Deniz fasulyesi salatası

Yazın birçok meyhane ve restoranın menüsünde deniz börülcesini bulmak mümkün ama deniz fasulyesi sanırım Ege haricinde fazla bilinmeyen bir bitki. Tadı börülceye göre biraz daha mayhoş ve hazırlaması da kesinlikle daha kolay. Haşlayıp ayıkladıktan sonra istediğiniz gibi kullanabilirsiniz. Ben bu hafta kurutulmuş domates, kapari ve sumak ekşi ve isotlu bir salata yaptım.
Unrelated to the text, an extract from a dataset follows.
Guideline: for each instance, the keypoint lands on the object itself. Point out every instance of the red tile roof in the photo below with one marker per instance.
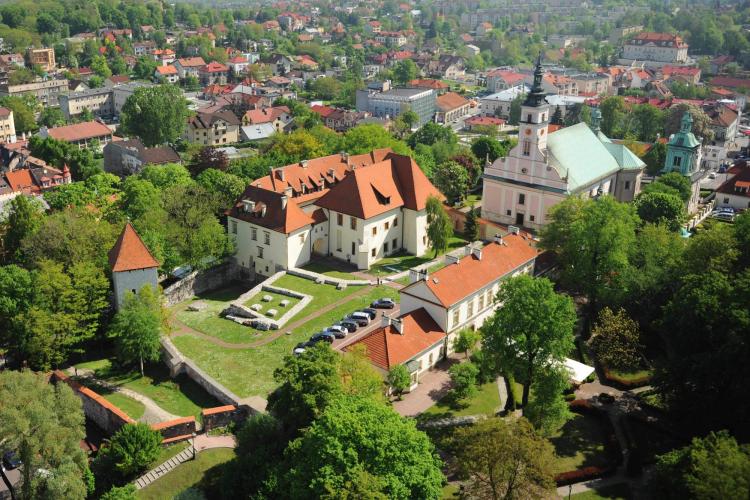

Kurutulmuş domates çok sertse sıcak suda biraz bekletip kullanabilirsiniz

MALZEMELER

Deniz fasulyesi 4 bağ
Kurutulmuş domates 7-8 tane, küçük doğranmış
Kapari 2 çorba kaşığı
Sumak ekşisi 2 çay kaşığı
Limon 2 tanenin suyu
Zeytinyağı 50 ml.
İsot 1 çay kaşığı
Tuz
Fasulyeleri kaynar suda yumuşayana kadar haşlayıp buzlu suya alın. Süzüp soğuttuktan sonra diğer malzemelerle karıştırıp servis edin.